A pair of ushers asked after our health over-solicitously. We are always confused and angry when someone abases themselves before us simply because we are white. It happens too, too often among the old people. How much better to receive the frankly hostile stares of the young ones, if they don’t know us, or the comradely cheeriness of those whom we know!
This evening we ate the turkey dinner that Dick Gregory will pay for, in the company of a Negro radio announcer from Chicago. He didn’t yessir us, or no sir us; he treated us like any dashing middle-aged man of considerable means, used to traveling in the company of famous people, would treat some college kids: jovially, but a little patronizingly. In fact, he didn’t care much of a damn about us, and then for the first time today we felt a little nostalgic. We yearned for a time and a place, for a little island in the sun, where color had nothing to do with anything.
The announcer, it turned out, had just returned from Laurel, Miss., where the police had kicked him and smashed his tape recorder (not too badly).
This is how it happened: 20 COFO kids are in jail in Laurel for trying to integrate a restaurant. The most hardy of those who were not arrested announced that they were going to serenade their brothers inside with carols. It was to tape this that the Chicago announcer had come.
The kids assembled below the wall of the jail house and began to sing Silent Night, but before they had gone very far into the first verse, the police turned on their spotlights and raced the motors of their patrol cars. So the kids’ voices faltered, and they knew they couldn’t go on with that song.
And then, on simultaneous impulse they began to sing “Ain’t gonna let nobody turn me round!” They sang one Freedom song after another, and not a single Christmas carol. Then the cops blew their tops and broke it up. And that is how they spent the birthday of the King of Kings, the Prince of Peace.
Not one preacher stood with them, and not a deacon was stirring, all through the house. Two of the kids had their heads laid open by God-fearing white policemen on Christmas day, just as in the Congo our brothers are being massacred in order, we are supposed to believe, to save the lives of Christian missionaries.
* * *
Small news: Xmas day was HOT — 70-75 degrees. But since the municipal swimming pool, even if it were open this time of year, is not open to Negroes, we couldn’t even indulge in dreams of plunging into the cool water.

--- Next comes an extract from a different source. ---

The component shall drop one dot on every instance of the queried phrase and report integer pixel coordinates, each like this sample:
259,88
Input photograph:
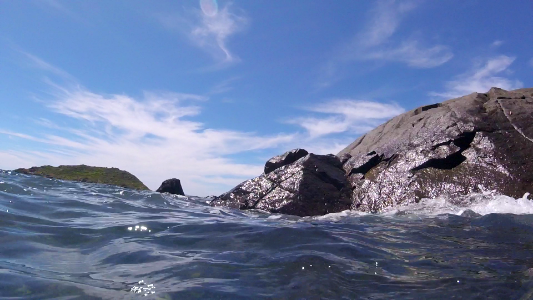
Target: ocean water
67,240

Music is very scarce around here — I mean good music. We get more than our share of popular and gospel, both white and black. But there is not a single station that plays classical music in this city. Today I had the intense joy of catching a program broadcasting every Saturday from the Metropolitan Opera House in N.Y. Never an opera love, I (Viki) found myself cherishing every note of St. Saens’ Samson et Delila, and looking forward to next Saturday when they will broadcast Le Mariage de Figaro. What a broadening experience this is!
Firecrackers are all the rage here, and most kids are given a lot for Xmas. Although for us in Jackson the sound, 24 hours a day now, of these explosions was annoying, we can imagine the awful feeling when someone in McComb or elsewhere in the bomb area hears a rocket explode outside the window of a Freedom House or Project office. We have nearly murdered little boys on several occasions for letting off firecrackers near or in churches, pointing out the close resemblance their actions bear to those of the white racists.
Please write to us. It does get lonely down here once in a while, and we miss being able to visit or talk with old friends, especially during the holidays. Although you may not think your news as interesting as ours, we would really love to hear from the normal, sane world once in a while. Tell us all about your health, your children and the weather, what movies you’ve seen, what’s on Broadway, what the latest fashion from Paris is, etc. Any old news will give us pleasure.